American entrepreneur, writer and producer

Erin Ralph is an American entrepreneur, writer and producer of Irish and English descent. She is founder of CoCre.org, a platform that crowdsources resources for nonprofits and for-good missions. She is a founding partner of SERENE, a community for women built around consciousness and well-being.
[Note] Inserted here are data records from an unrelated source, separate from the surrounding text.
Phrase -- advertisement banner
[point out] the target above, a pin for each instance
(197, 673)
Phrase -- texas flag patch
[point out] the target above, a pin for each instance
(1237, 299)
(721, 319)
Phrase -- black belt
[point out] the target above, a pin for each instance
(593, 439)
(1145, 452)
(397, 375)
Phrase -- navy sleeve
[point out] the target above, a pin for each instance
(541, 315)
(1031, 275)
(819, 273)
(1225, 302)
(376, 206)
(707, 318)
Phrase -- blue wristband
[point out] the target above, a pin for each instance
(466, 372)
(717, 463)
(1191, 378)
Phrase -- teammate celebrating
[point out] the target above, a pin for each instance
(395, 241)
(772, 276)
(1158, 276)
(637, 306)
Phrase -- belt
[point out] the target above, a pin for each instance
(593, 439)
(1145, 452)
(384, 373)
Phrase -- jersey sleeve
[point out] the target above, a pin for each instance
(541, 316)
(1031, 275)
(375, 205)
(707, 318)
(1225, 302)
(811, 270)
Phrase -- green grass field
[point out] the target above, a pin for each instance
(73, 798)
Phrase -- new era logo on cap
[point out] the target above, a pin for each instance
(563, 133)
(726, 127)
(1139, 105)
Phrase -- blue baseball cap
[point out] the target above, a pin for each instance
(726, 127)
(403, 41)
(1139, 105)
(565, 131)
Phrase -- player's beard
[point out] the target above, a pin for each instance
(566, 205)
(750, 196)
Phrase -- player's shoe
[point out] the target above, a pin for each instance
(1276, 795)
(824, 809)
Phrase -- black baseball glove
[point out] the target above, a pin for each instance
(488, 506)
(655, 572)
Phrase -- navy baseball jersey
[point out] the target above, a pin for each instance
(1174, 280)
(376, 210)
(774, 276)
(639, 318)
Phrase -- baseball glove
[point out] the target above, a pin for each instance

Erin began freelance writing for lifestyle, travel and fashion media outlets when she was 11 years old. When she was 13 she created and ran LuxuryFashion.com, one of the first online fashion magazines and interactive communities, for over a decade. At 24 she became executive director of ZINK Magazine, which she helped relaunch and establish its digital content. In March 2010 she launched and became director/Editor-in-Chief of Bullett Magazine, along with her brother Nick Ralph, creative director Sah D'Simone, art director James Orlando, stylist Jonathan Rackleff and current director Idil Tabanca. Bullett Magazine was a quarterly fashion, arts and culture magazine that featured a flip-cover for a unisex audience. The Bullett Media Company also featured a creative agency and digital content. Within nine months Bullett went from concept to the shelves of hundreds of newsstands and Barnes & Noble stores across the United States. Its second issue sold international. The launch issue featured Cindy Crawford and Mark Ruffalo on its cover. In March 2011, Erin sold her shares of Bullett to Tabanca, where it now exists as an online magazine and creative agency.

Erin has since shared her story about turning her attention to social action for the betterment of the world.